J’évoquerai l’ombre de l’Ami du peuple pour ma justification.
Vous serez étonné, quand je vous ferai connaître ma conduite privée, de voir que la fortune colossale que mes ennemis et les vôtres m’ont prêtée se réduit à la petite portion de biens que j’ai toujours eue.

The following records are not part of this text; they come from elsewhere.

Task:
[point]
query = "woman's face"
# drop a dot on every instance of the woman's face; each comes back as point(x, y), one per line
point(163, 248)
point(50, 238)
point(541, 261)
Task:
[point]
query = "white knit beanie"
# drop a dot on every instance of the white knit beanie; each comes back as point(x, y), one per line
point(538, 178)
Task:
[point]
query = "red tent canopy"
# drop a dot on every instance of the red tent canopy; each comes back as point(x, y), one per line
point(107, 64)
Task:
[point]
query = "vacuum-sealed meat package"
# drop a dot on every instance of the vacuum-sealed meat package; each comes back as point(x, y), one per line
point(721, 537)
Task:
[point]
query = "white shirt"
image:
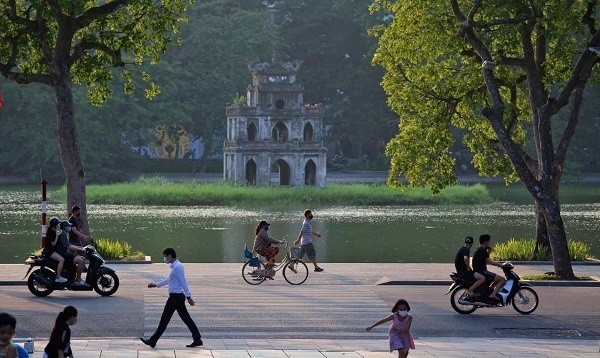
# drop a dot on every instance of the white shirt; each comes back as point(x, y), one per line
point(176, 280)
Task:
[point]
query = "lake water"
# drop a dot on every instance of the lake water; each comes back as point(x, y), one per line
point(350, 234)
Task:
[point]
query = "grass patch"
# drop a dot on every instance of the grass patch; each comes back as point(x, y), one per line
point(522, 250)
point(159, 191)
point(117, 250)
point(549, 276)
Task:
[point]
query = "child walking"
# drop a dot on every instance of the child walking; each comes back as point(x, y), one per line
point(400, 337)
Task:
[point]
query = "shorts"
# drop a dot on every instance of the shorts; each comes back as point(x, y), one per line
point(309, 249)
point(489, 276)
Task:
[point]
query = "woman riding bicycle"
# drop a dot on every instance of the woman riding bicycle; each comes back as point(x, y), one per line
point(263, 245)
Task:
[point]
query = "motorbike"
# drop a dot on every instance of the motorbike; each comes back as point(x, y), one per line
point(99, 278)
point(520, 295)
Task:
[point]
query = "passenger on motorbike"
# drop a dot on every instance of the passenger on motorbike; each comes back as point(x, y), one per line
point(462, 263)
point(49, 249)
point(64, 248)
point(480, 261)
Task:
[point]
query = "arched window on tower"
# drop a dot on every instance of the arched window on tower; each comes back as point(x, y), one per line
point(251, 132)
point(280, 132)
point(308, 132)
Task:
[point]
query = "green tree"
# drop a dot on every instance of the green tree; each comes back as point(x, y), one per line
point(489, 68)
point(59, 43)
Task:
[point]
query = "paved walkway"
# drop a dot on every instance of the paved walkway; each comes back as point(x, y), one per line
point(306, 347)
point(276, 348)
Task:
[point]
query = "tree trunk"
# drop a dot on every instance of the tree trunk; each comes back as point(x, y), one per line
point(557, 237)
point(542, 249)
point(69, 148)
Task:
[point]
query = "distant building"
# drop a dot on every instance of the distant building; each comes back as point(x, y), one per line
point(275, 137)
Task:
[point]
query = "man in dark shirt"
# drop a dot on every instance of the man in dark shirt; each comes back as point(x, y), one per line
point(480, 261)
point(462, 263)
point(65, 248)
point(76, 237)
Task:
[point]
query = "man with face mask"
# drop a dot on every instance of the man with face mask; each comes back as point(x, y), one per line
point(178, 292)
point(76, 237)
point(305, 239)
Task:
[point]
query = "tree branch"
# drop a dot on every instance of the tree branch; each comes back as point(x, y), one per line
point(97, 12)
point(81, 48)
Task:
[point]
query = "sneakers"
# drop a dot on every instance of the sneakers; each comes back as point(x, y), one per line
point(195, 344)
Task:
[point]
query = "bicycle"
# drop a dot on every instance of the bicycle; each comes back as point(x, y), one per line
point(295, 271)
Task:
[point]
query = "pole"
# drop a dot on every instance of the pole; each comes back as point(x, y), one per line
point(44, 209)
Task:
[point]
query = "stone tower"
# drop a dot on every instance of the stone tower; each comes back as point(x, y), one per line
point(275, 138)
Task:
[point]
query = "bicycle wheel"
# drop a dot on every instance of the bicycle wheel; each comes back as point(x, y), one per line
point(295, 272)
point(254, 275)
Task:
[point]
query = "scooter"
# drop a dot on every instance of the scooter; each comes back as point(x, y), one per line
point(514, 292)
point(99, 278)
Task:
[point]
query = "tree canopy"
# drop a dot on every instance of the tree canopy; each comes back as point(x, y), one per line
point(490, 69)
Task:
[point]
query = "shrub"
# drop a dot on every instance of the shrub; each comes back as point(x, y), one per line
point(522, 250)
point(117, 250)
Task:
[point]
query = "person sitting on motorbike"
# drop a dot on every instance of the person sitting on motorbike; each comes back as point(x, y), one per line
point(462, 263)
point(64, 248)
point(49, 249)
point(263, 245)
point(480, 260)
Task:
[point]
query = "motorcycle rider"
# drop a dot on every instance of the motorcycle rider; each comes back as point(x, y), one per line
point(49, 249)
point(480, 260)
point(462, 263)
point(64, 248)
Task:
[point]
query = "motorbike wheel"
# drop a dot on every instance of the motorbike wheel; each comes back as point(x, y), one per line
point(38, 288)
point(525, 300)
point(458, 307)
point(106, 284)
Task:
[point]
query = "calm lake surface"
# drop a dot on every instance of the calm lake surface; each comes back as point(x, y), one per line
point(350, 234)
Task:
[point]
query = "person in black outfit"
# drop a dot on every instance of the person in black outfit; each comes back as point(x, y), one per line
point(178, 292)
point(480, 261)
point(59, 345)
point(76, 237)
point(462, 263)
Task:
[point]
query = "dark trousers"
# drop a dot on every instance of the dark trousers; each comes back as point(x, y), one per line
point(176, 302)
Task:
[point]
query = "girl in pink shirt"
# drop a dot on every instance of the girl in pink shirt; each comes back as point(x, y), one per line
point(400, 337)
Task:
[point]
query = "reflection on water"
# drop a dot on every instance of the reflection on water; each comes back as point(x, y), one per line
point(350, 234)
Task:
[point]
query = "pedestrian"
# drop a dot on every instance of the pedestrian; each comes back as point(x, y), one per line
point(59, 345)
point(8, 324)
point(305, 239)
point(76, 237)
point(400, 337)
point(178, 292)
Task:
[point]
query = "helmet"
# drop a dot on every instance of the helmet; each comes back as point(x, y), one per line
point(64, 224)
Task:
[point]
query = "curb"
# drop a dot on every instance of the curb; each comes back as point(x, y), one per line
point(545, 283)
point(541, 283)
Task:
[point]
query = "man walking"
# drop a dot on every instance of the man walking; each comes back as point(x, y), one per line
point(305, 239)
point(178, 292)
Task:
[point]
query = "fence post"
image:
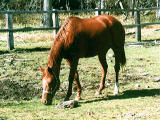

Je défie les malveillants de fournir contre moi la preuve d’aucun crime. Tous leurs efforts ne pourront m’ébranler. Je veux rester debout avec le peuple. Vous me jugerez en sa présence. Je ne déchirerai pas plus la page de mon histoire que vous ne déchirerez la vôtre, qui doivent immortaliser les fastes de la liberté.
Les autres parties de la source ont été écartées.